The principal and interest under the Colatosti Note was scheduled to be repaid by the Company in cash on December 31, 2012. Pursuant to a Note Amendment and Extension Agreement effective as of December 31, 2012, the maturity date of the Colatosti Note was extended to March 31, 2013. In February 2013, the principal balance and accrued interest owing under the Colatosti Note was repaid from the proceeds of the new financing (see Note 6).  At June 30, 2013 and December 31, 2012, the amount payable under the Colatosti Note was $0 and $321,428, respectively.


2013 Note Purchase Agreement


Pursuant to a Note Purchase Agreement (the “InterDigital NPA”), dated February 26, 2013, by and between the Company and DRNC Holdings, Inc. (“DRNC”), the Company issued to DRNC a promissory note in the principal amount of $497,307 (the “InterDigital Note”), which accrues interest at a rate of 7% per annum, with a default rate of 9% per annum while a nonpayment default is continuing. The InterDigital Note matures on December 31, 2015, is secured by a security interest in all of the tangible and intangible assets of the Company and is subject to acceleration upon an event of default.
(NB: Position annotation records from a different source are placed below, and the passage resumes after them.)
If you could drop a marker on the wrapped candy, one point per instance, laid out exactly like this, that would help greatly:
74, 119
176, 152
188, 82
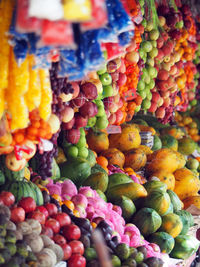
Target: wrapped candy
77, 10
46, 9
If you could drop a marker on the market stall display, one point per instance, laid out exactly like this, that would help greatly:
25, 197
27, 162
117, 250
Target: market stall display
99, 132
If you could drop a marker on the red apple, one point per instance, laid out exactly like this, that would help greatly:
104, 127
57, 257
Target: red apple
53, 224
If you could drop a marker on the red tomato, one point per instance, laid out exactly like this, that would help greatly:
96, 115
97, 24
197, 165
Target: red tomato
51, 208
67, 251
17, 214
59, 239
7, 198
71, 232
37, 215
43, 210
47, 231
62, 218
77, 247
76, 260
53, 224
28, 204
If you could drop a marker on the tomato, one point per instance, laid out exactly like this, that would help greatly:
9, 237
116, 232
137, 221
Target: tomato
77, 247
67, 251
7, 198
43, 210
47, 231
37, 215
71, 232
76, 260
53, 224
28, 204
62, 218
17, 214
59, 239
51, 208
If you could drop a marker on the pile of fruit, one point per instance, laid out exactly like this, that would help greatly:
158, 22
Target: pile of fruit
99, 132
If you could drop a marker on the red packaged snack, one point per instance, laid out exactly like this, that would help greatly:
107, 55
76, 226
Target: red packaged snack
24, 23
57, 33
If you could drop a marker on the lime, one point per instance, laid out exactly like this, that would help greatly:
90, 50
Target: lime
91, 122
107, 90
149, 26
150, 61
122, 251
101, 122
115, 261
153, 53
146, 103
90, 254
101, 111
149, 95
83, 152
143, 94
152, 71
154, 34
152, 84
72, 151
137, 109
192, 164
82, 142
141, 85
146, 46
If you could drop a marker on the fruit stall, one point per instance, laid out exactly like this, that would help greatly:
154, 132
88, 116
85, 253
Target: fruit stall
99, 133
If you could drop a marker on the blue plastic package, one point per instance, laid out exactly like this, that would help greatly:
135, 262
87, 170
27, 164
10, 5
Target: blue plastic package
125, 38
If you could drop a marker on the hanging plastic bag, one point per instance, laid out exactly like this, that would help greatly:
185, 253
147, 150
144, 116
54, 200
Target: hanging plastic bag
23, 22
46, 9
56, 33
77, 10
99, 16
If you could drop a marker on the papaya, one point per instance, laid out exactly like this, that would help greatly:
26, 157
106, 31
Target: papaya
175, 200
76, 170
159, 201
186, 145
172, 224
147, 220
165, 159
98, 180
163, 240
135, 158
192, 200
185, 246
114, 157
186, 184
117, 179
129, 138
165, 177
151, 186
131, 190
97, 141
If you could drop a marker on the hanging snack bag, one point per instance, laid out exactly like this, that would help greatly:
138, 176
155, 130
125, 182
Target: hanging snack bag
77, 10
99, 16
46, 9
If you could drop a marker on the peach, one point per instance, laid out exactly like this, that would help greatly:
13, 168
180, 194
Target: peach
160, 113
163, 75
Under the InterDigital NPA, commencing July 1, 2013, the Company is required to comply with certain financial covenants, including a leverage ratio covenant and an annual limit on capital expenditures other than in the ordinary course of business. A portion of the proceeds from the sale of the InterDigital Note were used to repay the Colatosti Note in full, with the remaining proceeds to be used for other general corporate purposes.  At June 30, 2013, the amount payable under the InterDigital Note was $497,307.


In connection with the InterDigital NPA and InterDigital Note, the Company incurred costs totaling $57,203.  Such costs were capitalized and are being amortized over the term of the InterDigital Note on the effective interest method.